Any ideas why this is not inserting all the values?
Edit Full code
<?php session_start();
$link = mysql_connect("localhost", "username", "password"); //removed u and p for posting
if (!$link)
die("Couldn't connect to MySQL");
mysql_select_db("db", $link) //removed db name for posting
or die ("Couldn't open smss:" . mysql_error());
$id = $_SESSION['id'];
$message = $_REQUEST['promo_message'];
$timeToSend = $_REQUEST['timeToSend'];
$dateToSend = $_REQUEST['dateToSend'];
if(isset($_REQUEST['input_cell']))
{
$receiver = $_REQUEST['input_cell'];
if($receiver != '')
{
$response_string = sendSMSPortalSchedule($message, $receiver, $sender_id, $dateToSend, $timeToSend);
$response_string = str_replace ( "True" , "", $response_string );
//This does not work right, all gets added perfectly yet eventid stays 0 enven while all the others get the right values
$query1 = "INSERT into sms_replyid (eventid, bus_id, cell_num, sms_message) VALUES ('$response_string', '$id', '$receiver', '$message');";
mysql_query($query1);
echo mysql_error();
}
}
if(isset($_REQUEST['single_cell']))
{
$receiver = $_REQUEST['single_cell'];
if($receiver != 'none')
{
$response_string = sendSMSPortalSchedule($message, $receiver, $sender_id, $dateToSend, $timeToSend);
$response_string = str_replace ( "True" , "", $response_string );
$query2 = "INSERT into sms_replyid (eventid, bus_id, cell_num, sms_message) VALUES ('$response_string', '$id', '$receiver', '$message');";
//This does not work right, all gets added perfectly yet eventid stays 0 enven while all the others get the right values
mysql_query($query2);
echo mysql_error();
}
}
if(isset($_REQUEST['sento_group']))
{
$array = $_REQUEST['sento_group'];
foreach($array as $receiver)
{
if($receiver != 'none')
{
$query = 'SELECT cell_number FROM cell_groups WHERE group_id ="'.$receiver.'"';
$result2 = mysql_query($query) or die('Fail');
while($row=mysql_fetch_array($result2))
{
$response_string = sendSMSPortalSchedule($message, $row['cell_number'], $sender_id, $dateToSend, $timeToSend);
$response_string = str_replace ( "True" , "", $response_string );
$to = $row['cell_number'];
$query3 = "INSERT into sms_replyid (eventid, bus_id, cell_num, sms_message) VALUES ('$response_string', '$id', '$to', '$message');";
//This does not work right, all gets added perfectly yet eventid stays 0 enven while all the others get the right values
mysql_query($query3);
echo mysql_error();
}
}
}
}
}
This is the table
id = INT
eventid = BIGINT(20)
bus_id = INT
cell_num = VARCHAR
sms_message = VARCHAR
The SQL command itself is correct. The problem must be elsewhere.
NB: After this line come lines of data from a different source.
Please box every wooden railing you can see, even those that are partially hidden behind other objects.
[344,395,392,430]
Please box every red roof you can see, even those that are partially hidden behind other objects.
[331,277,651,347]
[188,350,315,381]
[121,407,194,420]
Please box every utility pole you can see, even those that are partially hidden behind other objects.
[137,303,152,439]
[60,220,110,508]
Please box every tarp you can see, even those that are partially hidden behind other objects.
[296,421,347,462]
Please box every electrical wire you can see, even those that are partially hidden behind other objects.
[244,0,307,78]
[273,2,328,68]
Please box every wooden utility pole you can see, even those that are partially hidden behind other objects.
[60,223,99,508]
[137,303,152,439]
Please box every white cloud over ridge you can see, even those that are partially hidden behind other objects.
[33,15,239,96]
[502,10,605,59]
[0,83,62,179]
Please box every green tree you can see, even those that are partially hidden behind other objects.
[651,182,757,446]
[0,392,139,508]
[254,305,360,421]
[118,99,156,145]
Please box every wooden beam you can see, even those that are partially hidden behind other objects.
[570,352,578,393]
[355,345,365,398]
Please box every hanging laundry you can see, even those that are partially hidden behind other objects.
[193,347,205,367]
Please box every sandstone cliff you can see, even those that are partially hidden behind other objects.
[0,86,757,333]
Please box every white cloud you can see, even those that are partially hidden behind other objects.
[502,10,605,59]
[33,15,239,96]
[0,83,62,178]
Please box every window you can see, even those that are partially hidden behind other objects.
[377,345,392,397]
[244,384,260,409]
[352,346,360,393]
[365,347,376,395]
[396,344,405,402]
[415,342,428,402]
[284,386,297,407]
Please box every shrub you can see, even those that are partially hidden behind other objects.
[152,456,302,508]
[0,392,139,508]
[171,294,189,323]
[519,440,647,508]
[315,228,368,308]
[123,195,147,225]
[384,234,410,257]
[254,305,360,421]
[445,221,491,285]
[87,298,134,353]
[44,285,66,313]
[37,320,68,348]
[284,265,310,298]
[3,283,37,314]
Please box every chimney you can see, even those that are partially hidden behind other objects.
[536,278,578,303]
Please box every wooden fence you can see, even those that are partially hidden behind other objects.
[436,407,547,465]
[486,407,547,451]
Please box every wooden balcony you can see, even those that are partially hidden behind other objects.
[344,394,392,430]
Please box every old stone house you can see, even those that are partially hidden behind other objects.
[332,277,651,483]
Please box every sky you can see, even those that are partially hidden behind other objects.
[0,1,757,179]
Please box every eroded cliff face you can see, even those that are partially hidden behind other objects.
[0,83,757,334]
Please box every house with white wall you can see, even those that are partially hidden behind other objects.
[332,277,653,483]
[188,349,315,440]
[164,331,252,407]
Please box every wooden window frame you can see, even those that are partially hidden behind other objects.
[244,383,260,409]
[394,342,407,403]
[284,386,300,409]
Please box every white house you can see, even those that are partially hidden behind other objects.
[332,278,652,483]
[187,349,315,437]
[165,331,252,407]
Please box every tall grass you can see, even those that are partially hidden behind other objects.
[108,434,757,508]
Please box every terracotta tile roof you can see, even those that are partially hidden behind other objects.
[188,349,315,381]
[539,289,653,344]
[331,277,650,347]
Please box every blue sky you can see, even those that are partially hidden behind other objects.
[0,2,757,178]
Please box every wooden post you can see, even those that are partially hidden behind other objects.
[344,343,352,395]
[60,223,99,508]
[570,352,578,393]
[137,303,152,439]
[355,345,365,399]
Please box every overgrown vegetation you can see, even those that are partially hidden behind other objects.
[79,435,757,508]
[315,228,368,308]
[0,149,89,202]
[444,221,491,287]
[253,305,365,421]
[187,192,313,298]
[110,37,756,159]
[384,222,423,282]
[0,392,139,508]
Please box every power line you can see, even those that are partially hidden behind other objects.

Firstly, are you sure that the values of your parameters are correct? Try outputting the query after variable interpolation to see if it is correct:
$query1 = "INSERT into sms_replyid (eventid, bus_id, cell_num, sms_message) VALUES ('$response_string', '$id', '$receiver', '$message')";
echo $query1;
Seondly I notice that in you have INSERTs in multiple places. Make sure all of them work as expected. Remember that the one you think is executing may be different from the one that is actually executing.
I found the problem, the service I was using got changed to return XML where it usually just returned an integer, this caused me to try and insert XML into my BIGINT field, which is not possible. So in the end the problem was caused by an updated service that didn't notify clients about changes.